ROASTED APRICOTSCut some apricots in half, toss with a little honey and a splash of Vin Santo or Spanish sherry for a boozy kick and roast at 200C/180C fan/gas 6 for 15 mins.
MACERATED BERRIESSteep some strawberries and raspberries in a little sugar and lemon juice. The acidity helps balance out the rich cheesecake.

Method

  1. Heat the oven to 240C/220C fan/ gas 9 ensuring plenty of space above the middle shelf. Butter a deep 20cm, loose-bottom or springform cake tin. Lay two large sheets of baking parchment, one on top of the other, one sheet turned 45 degrees, so the corners point in different directions. Push the parchment into the tin, pressing into the corners and making sure plenty of paper is sticking out above the rim.
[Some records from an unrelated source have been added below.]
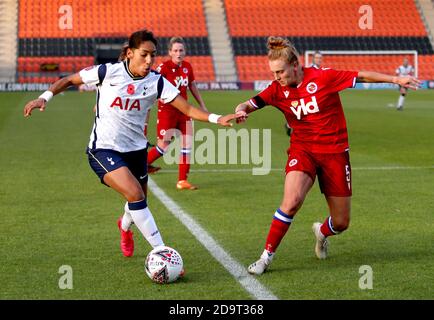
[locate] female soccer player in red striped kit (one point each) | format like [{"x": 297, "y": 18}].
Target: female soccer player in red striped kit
[
  {"x": 309, "y": 99},
  {"x": 180, "y": 73}
]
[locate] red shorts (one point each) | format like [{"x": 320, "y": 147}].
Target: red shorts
[
  {"x": 171, "y": 119},
  {"x": 333, "y": 170}
]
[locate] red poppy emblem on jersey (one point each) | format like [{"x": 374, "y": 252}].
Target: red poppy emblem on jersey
[
  {"x": 311, "y": 87},
  {"x": 131, "y": 89}
]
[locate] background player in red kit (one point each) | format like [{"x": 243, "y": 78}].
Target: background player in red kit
[
  {"x": 180, "y": 73},
  {"x": 309, "y": 99}
]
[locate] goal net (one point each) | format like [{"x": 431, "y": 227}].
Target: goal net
[{"x": 379, "y": 61}]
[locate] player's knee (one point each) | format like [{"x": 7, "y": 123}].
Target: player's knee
[
  {"x": 291, "y": 205},
  {"x": 134, "y": 195}
]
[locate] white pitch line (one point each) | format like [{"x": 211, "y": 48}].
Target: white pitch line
[
  {"x": 250, "y": 284},
  {"x": 383, "y": 168}
]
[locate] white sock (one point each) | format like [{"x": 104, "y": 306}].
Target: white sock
[
  {"x": 144, "y": 220},
  {"x": 401, "y": 101},
  {"x": 127, "y": 220},
  {"x": 267, "y": 256}
]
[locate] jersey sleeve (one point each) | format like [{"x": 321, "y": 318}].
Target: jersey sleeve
[
  {"x": 264, "y": 98},
  {"x": 167, "y": 92},
  {"x": 93, "y": 75},
  {"x": 338, "y": 80},
  {"x": 191, "y": 76}
]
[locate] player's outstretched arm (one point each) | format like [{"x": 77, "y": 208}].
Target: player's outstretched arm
[
  {"x": 196, "y": 94},
  {"x": 407, "y": 82},
  {"x": 182, "y": 105},
  {"x": 57, "y": 87},
  {"x": 244, "y": 109}
]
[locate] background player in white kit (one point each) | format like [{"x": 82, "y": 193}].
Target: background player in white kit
[
  {"x": 403, "y": 71},
  {"x": 117, "y": 147}
]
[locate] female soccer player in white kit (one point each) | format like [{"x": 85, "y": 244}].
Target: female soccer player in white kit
[{"x": 117, "y": 149}]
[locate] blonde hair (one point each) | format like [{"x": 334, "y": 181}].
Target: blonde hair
[
  {"x": 281, "y": 48},
  {"x": 174, "y": 40}
]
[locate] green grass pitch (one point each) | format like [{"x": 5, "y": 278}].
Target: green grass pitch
[{"x": 55, "y": 212}]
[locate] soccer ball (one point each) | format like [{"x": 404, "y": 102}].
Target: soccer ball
[{"x": 164, "y": 265}]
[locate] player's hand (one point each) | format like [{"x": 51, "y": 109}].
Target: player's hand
[
  {"x": 37, "y": 103},
  {"x": 242, "y": 116},
  {"x": 241, "y": 110},
  {"x": 226, "y": 120},
  {"x": 409, "y": 82}
]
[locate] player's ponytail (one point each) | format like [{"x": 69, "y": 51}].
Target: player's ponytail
[
  {"x": 281, "y": 48},
  {"x": 174, "y": 40},
  {"x": 140, "y": 36},
  {"x": 123, "y": 54}
]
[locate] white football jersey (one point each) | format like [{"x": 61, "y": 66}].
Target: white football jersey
[
  {"x": 405, "y": 71},
  {"x": 122, "y": 103}
]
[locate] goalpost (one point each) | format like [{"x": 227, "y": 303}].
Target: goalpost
[{"x": 403, "y": 53}]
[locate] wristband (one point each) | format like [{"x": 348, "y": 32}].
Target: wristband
[
  {"x": 213, "y": 118},
  {"x": 47, "y": 95}
]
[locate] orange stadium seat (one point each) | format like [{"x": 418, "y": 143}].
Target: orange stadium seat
[
  {"x": 251, "y": 68},
  {"x": 321, "y": 18},
  {"x": 66, "y": 64},
  {"x": 90, "y": 18}
]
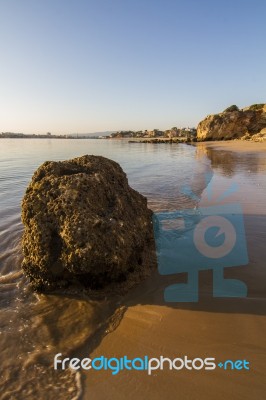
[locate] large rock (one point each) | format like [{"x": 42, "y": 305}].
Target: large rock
[
  {"x": 233, "y": 123},
  {"x": 83, "y": 224}
]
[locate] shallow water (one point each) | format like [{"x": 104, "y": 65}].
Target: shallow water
[{"x": 33, "y": 328}]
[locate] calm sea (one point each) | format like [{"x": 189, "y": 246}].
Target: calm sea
[{"x": 33, "y": 328}]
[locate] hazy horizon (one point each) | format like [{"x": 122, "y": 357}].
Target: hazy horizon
[{"x": 95, "y": 66}]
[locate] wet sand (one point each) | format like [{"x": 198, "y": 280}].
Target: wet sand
[{"x": 225, "y": 328}]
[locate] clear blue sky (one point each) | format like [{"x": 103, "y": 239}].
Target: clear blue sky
[{"x": 95, "y": 65}]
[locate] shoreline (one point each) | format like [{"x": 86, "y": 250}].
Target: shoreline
[{"x": 221, "y": 328}]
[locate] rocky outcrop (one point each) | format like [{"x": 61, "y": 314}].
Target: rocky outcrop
[
  {"x": 83, "y": 224},
  {"x": 233, "y": 123}
]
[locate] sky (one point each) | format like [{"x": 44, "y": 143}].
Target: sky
[{"x": 97, "y": 65}]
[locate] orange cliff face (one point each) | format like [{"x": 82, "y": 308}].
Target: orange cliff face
[{"x": 234, "y": 124}]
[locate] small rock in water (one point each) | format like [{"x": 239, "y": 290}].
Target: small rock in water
[{"x": 83, "y": 224}]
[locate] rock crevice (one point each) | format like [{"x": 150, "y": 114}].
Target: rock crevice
[{"x": 83, "y": 224}]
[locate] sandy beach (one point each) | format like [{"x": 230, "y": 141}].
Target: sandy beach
[{"x": 223, "y": 328}]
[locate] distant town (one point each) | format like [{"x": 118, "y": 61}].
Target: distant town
[{"x": 186, "y": 133}]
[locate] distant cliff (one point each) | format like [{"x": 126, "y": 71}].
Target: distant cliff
[{"x": 233, "y": 123}]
Press the creases up the sides, but don’t worry about lining the tin too neatly – the grooves in the parchment give this cheesecake its characteristic look.

  2. Tip the soft cheese and sugar into a large bowl or a stand mixer. Beat together using an electric whisk (or stand mixer) for a minute or 2, until the grains of sugar have dissolved – check this by rubbing a little of the mixture between your fingertips. If it feels grainy, keep mixing for another minute or so.

  3. Tip in the flour, soured cream, eggs, vanilla and ¼ tsp salt to the bowl and mix again until you have a smooth consistency. Pour into your lined cake tin, scraping out every last bit of cheesecake mixture. Give the tin a sharp bang on the worktop to remove any air bubbles, then bake for 30 mins.

  4. Once cooked, the cheesecake should be deeply caramelised on the outside and puffed up like a soufflé. It will still have a wobble when you shake the tin. Leave it to cool completely in the tin – it will sink as it cools. Chill for at least 1 hr before serving. Will keep in the fridge for up to two days.